Obesity's Costs Emerge As Major Concern

“Obesity and its impact on health care costs have taken center stage in the debate about national health care reform. And it seems there may be as many ideas about how to address the problem as there are people who are obese. The issues converged last week when a national study estimated the cost of obesity at $147 billion annually, nearly double what it was 10 years ago; the Centers for Disease Control and Prevention held its first Weight of the Nation conference in Washington, D.C., and Congress debated how to account for wellness programs in the health care reform package. ‘If obesity was an infectious disease, it would be an epidemic,’ said Dr. Daniel Bessesen, professor of medicine at the University of Colorado at Denver and chief of endocrinology at the Denver Health Medical Center. ‘To ignore the problem, you're keeping your head in the sand.
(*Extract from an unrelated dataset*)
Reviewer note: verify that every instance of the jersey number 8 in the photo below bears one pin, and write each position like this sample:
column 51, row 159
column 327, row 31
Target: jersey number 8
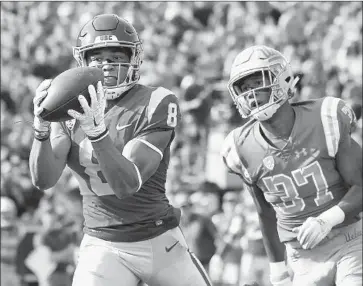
column 172, row 114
If you could fix the obesity problem ... you would make a huge impact on the nation's health care costs.’ But obesity is not just a health problem. It's a national economic problem that will become more prominent as the country debates the cost of health care reform. ‘These results reveal that obesity continues to impose an economic burden on both public and private payers,’ writes Dr. Eric Finkelstein, director of the Public Health Economics Program at the North Carolina-based RTI International, which produced the national study. ‘The connection between rising obesity rates and rising medical spending is undeniable.’